Diary of a MadMan.

My Inner Child…

DIARY OF A MADMANMY INNER CHILD

Somewhere between the ages of five and eight most of us lose the sense that we are magical — that this whole experience is magical.

We forget that we are the magic.

We become separate, we begin to develop an identity.

My inner child grew up fast and grew up hard — by the time he was 5.


My inner child…

Is a mean little fucker.

Is a hurt little person.

Is not trusting of others.

Was trained to live in fear.

Was shown the very worst in people.

Had to learn how to navigate the monsters by himself.

In order to deal with this experience, my inner child became a monster


My inner child sees the love and the beauty in the world.

My inner child cherishes the wonderment of how it could be and laments how it ought to have been.

My inner child recognized the world is both light and dark and the determining factor is always the people involved.

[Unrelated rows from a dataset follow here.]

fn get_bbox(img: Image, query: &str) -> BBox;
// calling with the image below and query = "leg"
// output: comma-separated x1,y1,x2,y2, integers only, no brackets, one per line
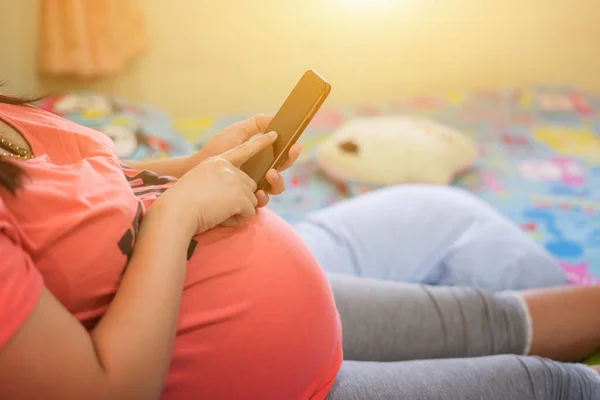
327,355,600,400
330,275,600,361
329,275,530,361
296,185,566,291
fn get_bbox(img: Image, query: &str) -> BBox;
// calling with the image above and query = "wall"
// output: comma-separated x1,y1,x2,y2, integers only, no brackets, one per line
0,0,600,116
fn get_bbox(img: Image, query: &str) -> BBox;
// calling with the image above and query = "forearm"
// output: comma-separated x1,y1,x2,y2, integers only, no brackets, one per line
92,202,190,399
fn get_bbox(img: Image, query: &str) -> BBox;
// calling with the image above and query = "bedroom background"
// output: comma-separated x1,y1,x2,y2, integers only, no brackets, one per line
0,0,600,363
0,0,600,117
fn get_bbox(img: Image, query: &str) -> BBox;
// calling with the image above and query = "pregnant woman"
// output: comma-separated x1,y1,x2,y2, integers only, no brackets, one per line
0,97,600,400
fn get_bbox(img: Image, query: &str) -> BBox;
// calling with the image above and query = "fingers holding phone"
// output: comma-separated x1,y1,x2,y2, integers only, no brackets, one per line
158,132,277,235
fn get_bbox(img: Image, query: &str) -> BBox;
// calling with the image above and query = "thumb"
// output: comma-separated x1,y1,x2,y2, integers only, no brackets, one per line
221,132,277,168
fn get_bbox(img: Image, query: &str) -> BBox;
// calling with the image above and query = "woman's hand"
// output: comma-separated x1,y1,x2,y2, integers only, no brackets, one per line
152,132,277,235
192,115,302,207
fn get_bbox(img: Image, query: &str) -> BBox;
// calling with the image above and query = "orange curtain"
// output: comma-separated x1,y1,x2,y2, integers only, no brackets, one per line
39,0,147,78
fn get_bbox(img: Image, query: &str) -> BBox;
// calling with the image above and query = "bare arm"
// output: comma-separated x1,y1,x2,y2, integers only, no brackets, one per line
0,204,193,400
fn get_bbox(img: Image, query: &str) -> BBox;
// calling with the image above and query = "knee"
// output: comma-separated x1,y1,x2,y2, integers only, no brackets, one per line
517,356,600,400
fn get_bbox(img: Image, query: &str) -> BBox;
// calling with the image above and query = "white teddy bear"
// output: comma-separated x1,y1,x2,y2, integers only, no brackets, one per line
317,117,478,186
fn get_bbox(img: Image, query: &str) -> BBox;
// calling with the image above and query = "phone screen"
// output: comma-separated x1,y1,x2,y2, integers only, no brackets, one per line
241,71,331,189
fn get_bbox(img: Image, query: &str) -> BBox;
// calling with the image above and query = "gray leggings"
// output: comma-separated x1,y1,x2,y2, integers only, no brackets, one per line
327,275,600,400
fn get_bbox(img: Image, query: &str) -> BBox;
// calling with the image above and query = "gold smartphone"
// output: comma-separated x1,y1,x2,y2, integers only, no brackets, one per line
241,70,331,190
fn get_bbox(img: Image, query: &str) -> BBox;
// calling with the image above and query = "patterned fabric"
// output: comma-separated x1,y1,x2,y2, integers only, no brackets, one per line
36,87,600,284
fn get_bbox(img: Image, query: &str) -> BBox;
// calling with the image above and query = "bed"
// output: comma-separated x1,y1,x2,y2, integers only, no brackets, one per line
40,86,600,284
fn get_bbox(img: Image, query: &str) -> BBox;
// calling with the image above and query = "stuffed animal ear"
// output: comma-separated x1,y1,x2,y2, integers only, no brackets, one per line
317,117,478,186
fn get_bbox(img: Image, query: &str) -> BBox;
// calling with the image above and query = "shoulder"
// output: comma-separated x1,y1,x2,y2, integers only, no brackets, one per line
0,104,114,152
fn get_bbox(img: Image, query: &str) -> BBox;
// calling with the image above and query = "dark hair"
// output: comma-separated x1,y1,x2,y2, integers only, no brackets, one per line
0,95,36,195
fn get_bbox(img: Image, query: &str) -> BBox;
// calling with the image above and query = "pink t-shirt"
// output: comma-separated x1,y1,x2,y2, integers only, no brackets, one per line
0,104,342,399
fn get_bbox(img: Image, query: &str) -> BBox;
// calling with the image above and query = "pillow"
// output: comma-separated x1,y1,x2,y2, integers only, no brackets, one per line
317,117,477,186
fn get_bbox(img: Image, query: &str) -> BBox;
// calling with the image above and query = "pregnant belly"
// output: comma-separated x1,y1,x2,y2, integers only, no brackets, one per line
163,210,342,400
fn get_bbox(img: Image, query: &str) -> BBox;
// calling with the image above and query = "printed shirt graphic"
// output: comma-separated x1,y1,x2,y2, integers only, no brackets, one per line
0,105,185,332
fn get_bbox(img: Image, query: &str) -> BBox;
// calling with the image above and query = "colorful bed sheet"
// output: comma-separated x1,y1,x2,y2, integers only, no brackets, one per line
38,87,600,284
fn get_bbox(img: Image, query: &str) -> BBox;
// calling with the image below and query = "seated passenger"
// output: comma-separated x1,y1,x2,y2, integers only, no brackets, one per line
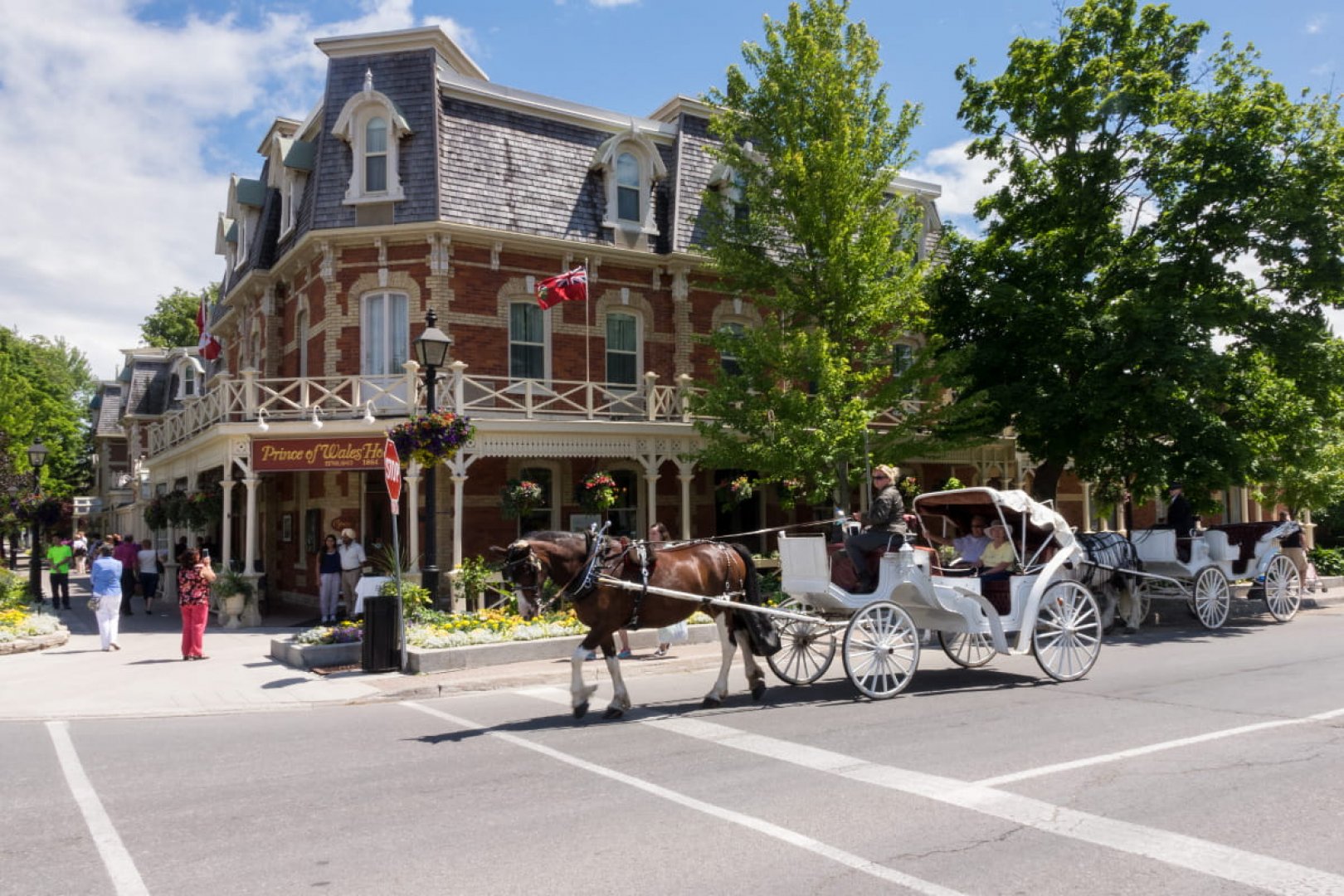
844,464,906,592
928,514,989,568
980,520,1017,582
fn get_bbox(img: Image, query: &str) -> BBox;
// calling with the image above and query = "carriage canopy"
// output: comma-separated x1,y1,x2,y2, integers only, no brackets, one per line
911,488,1074,548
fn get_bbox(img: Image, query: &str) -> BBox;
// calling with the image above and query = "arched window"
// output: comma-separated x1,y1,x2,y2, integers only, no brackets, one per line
508,299,547,380
364,115,387,193
616,152,644,224
606,312,640,388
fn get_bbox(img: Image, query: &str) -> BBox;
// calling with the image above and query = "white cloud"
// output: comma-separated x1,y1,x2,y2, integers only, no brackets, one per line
0,0,472,377
902,139,996,234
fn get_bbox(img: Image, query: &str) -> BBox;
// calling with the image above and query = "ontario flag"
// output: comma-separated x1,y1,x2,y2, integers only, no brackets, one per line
197,293,221,362
536,266,587,310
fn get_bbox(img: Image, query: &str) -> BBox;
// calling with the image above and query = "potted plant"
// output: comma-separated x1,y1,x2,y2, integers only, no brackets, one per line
579,470,616,514
387,411,475,467
211,570,256,629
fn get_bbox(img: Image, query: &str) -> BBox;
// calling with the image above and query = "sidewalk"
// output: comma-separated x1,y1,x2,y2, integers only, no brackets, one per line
0,577,1344,722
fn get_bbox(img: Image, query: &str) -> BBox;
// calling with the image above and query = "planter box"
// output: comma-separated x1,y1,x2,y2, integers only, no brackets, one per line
270,638,360,669
406,625,719,674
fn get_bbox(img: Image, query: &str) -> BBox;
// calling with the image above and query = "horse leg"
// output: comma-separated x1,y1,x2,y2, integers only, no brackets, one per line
570,631,597,718
700,612,737,709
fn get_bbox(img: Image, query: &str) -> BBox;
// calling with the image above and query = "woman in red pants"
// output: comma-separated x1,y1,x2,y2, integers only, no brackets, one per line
178,548,215,660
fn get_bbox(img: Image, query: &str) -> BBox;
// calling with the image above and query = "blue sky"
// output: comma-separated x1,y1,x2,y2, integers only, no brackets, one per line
0,0,1344,377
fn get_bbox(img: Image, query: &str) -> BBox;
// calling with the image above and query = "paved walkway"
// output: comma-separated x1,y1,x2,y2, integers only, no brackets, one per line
0,567,1344,722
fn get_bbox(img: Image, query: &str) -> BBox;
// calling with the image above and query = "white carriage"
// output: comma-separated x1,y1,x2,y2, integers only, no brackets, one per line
769,488,1102,700
1127,520,1303,629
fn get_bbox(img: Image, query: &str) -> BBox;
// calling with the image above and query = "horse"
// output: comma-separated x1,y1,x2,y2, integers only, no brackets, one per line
494,532,780,718
1074,532,1144,634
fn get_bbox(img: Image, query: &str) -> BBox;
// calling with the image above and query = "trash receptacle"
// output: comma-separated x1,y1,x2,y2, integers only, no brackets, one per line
360,595,402,672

What has become of my inner child is my responsibility.

My inner child is still, on occasion, a mean little fucker. Trained like an assassin to protect me and mine. Fuck with him while my current inner adult isn’t on the ball and he’ll dismantle you in ways hard to put back together.

My inner child is my responsibility. My inner child has mostly become ok, healed I think is the term the cool kids have been using the last few years… Kintsugi1 is a good way to think about it I suppose.

In these last 40 some years, he has learned that I am trustworthy.

Earning that trust and helping him to put himself back together, to learn to relax, to learn to have fun, to believe that he is good and worthy and cherished, has been a journey.

He has been made safe.

Though he now remembers that this is all magical and that he is the magic, he will never be the same.

He’s a monster, a dragon with skills developed to sense and feel what’s going on behind the scenes, what people are actually about, like a dog, I sense bad people from a mile away.

Being always on guard like that is tiresome, a constant low-level state of high alert. One of the reasons we moved to the end of the world.

Maybe that’s the price for going on this ride. Maybe that’s simply what I needed to become who I was always needed to be.

We all have ours, mines no tougher than yours, it’s simply mine.


  1. Kintsugi, or “golden joinery,” is the Japanese art of repairing broken pottery with gold, highlighting and celebrating the imperfections rather than hiding them. 

    Also known as kintsukuroi (“golden repair”), is more than just a repair technique; it’s a philosophy that embraces imperfection and the idea that something can be even more beautiful after being broken.